Der ehemalige Direktor des Abhördienstes NSA, Michael Hayden, erzählt gerne die Geschichte, wie er einmal einen mit „Top Secret“ gekennzeichneten Weihnachtsgruß erhielt. Das war kein Scherz, sondern Routine in dem Geheimdienst, der so ziemlich jedes Schriftstück zur Verschlusssache erklärt. Denselben Vermerk trugen mutmaßlich auch Dokumente mit Atomgeheimnissen der USA, die Donald Trump in seinem Privatclub von „Mar-a-Lago“ aufbewahrte.

 

Allerdings trug dieser noch Zusatzvermerke, die den Nutzerkreis auf eine Handvoll Personen einschränkten.
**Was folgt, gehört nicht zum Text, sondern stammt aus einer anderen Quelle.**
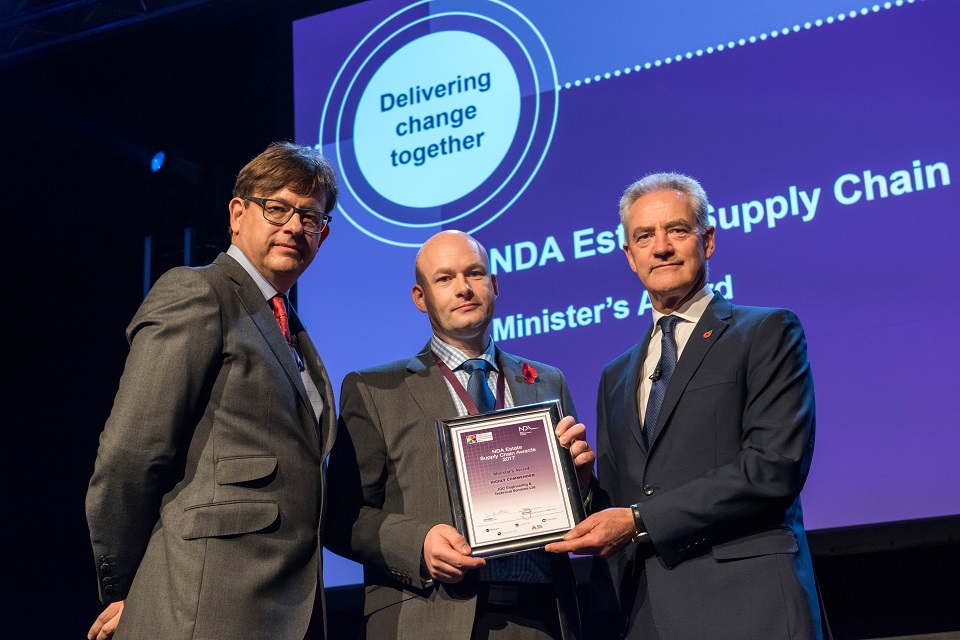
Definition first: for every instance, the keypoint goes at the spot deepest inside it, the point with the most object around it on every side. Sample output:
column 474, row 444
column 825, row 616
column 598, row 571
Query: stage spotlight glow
column 156, row 162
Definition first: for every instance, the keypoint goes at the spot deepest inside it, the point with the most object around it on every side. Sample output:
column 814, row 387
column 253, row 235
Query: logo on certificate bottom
column 474, row 438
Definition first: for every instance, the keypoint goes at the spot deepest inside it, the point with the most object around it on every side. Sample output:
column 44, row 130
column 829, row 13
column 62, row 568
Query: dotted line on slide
column 735, row 43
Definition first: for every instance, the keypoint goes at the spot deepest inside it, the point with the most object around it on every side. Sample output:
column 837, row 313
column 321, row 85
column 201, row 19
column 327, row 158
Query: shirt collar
column 265, row 287
column 453, row 357
column 689, row 311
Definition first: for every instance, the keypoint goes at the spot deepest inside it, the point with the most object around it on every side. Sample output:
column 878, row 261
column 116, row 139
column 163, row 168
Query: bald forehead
column 447, row 243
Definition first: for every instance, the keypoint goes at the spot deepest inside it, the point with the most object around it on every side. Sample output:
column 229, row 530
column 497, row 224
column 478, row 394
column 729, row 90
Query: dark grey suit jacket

Dagegen haben auf andere als „Top Secret“ eingestufte Dokumente in den USA fast 1,3 Millionen Personen Zugriff. Das erklärt, warum nicht jede Verschlusssache gleich ist. Ein Teil der Aufgabe der von Justizminister Merrick Garland benannten Sonderermittler für die Dokumenten-Affären Donald Trumps und Joe Bidens besteht darin, die Spreu vom Weizen zu trennen.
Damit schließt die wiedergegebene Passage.